Both Corker and Flake have announced they will not be seeking re-election in 2018 and have not shown any restraint offering their views on Trump in public settings since that announcement.
Thune, however, said it would have been “better” to keep those disagreements “within the family.”
Partial transcript as follows:
GREENE: Are you worried, though, that the Republican agenda could actually suffer and be imperiled if you continue to have Republican colleagues who are deeply concerned about the president and make that known and cause these kinds of rifts?
THUNE: I think that there are always going to be differences of opinion and disagreements, and that’s true in any family. But I just think it’s better, if you can, keep those in-the-family feuds and fights within the family.
GREENE: You’re saying Senator Flake and Senator Bob Corker should have kept their concerns to themselves?

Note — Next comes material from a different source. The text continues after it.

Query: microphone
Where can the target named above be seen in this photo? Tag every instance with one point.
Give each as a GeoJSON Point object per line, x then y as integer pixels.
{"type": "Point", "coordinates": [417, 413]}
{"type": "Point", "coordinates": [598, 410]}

THUNE: No, I just think that it would have been better if, you know, either sides in some of these disputes, if they would just have those conversations in private rather than having them in public. Senator Corker has strongly held views, as did Senator Flake. You know, both, of course, are now leaving the Senate. But those of us who are still here, I think, have a responsibility to do the best job we can to try and get results.